If the United States and its allies are running a future Iraq, expect the rules of oil to change dramatically. Iraq has 112 billion barrels of proven oil reserves–second in the world only to Saudi Arabia–plus an estimated 220 billion barrels in untapped wells. It could be a huge opportunity for multinationals to regain ownership control of black gold. A new government, backed by the United States and Britain and desperate for cash to rebuild, will likely go along. “The most natural thing will be for the Iraqis to go for PSAs,” says Robert Mabro, director of the Oxford Institute for Energy Studies. “Because it’s the one that the companies like.”

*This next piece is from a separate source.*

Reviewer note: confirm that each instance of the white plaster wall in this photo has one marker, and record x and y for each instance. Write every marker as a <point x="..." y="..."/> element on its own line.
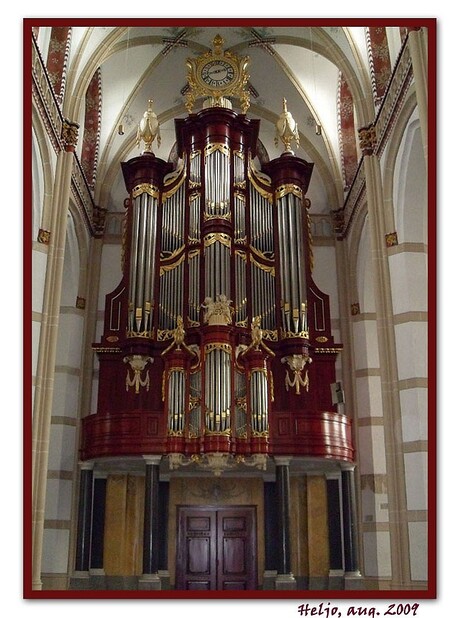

For a sense of how these deals operate, consider how they work in Central Asia. After the Soviet Union crumbled, its former satellites in the region were left with weak, corrupt governments that lacked the infrastructure to explore and extract the billions of barrels of oil buried in their fields. The big multinationals swooped in, and in 1994, a consortium of 10 oil companies led by British Petroleum signed a production-sharing agreement in Azerbaijan, known locally as “the contract of the century.” The agreement grants the companies exclusive rights to the oil pumped from the country’s three largest oilfields, for a fixed profit tax for the 30-year life of the contract. Adopted by the Parliament, the PSA supersedes local laws and exempts the companies from domestic taxes. Five years later the oil companies negotiated another deal with Azerbaijan, Turkey and Georgia to build a pipeline that will bring the Azeri oil to Western markets.

These sorts of agreements now govern oil and gas projects from Ecuador to Chad to Russia. They’re common now in West Africa, where poor countries with unstable governments have been eager to attract foreign investment. A new government in a postwar Iraq is likewise going to be desperate for that investment, but it will come at a price. “Iraq will need to provide the necessary incentives and assurances for companies to feel like they have security over their investments,” says Thad Grundy Jr., managing director of the Houston, Texas-based oil and gas law firm Grundy & Hayes, and a former Energy Department official in the first Bush administration. “If companies can be penalized by a new harsh tax law, then Iraq can’t expect to get much investment at all.”

But increasingly, oil-producing countries are getting wise to how much power they give up in these deals. In Russia, where a consortium led by Royal Dutch/Shell has a PSA to develop oilfields off the environmentally sensitive Sakhalin Islands, government officials have proposed restrictions on any additional tax breaks or regulatory passes for the consortium. In Kazakhstan last fall, the government tried to change the terms of a key agreement with a consortium led by ChevronTexaco, alarming foreign investors.

The major multinationals will be keen to avoid such rebellions in Iraq. They’ve reportedly met with the Bush administration and with Iraqi exiles and oil executives to express their concerns about the future of the Iraqi oil industry. Though it’s not clear just what was said, analysts assume a central issue is who will control the oil, and under what terms. To get the oil pumping, the occupation authorities will have to turn to top multinationals, and there will be plenty of competition. As a recent Deutsche Bank report notes, any support France, Russia and China lend to U.N. action in Iraq “may well come at the price of a proviso that they would have a post-Saddam economic role.” It’s not only the American companies that want a hand in writing the oil rules for postwar Iraq. It’s all of Big Oil.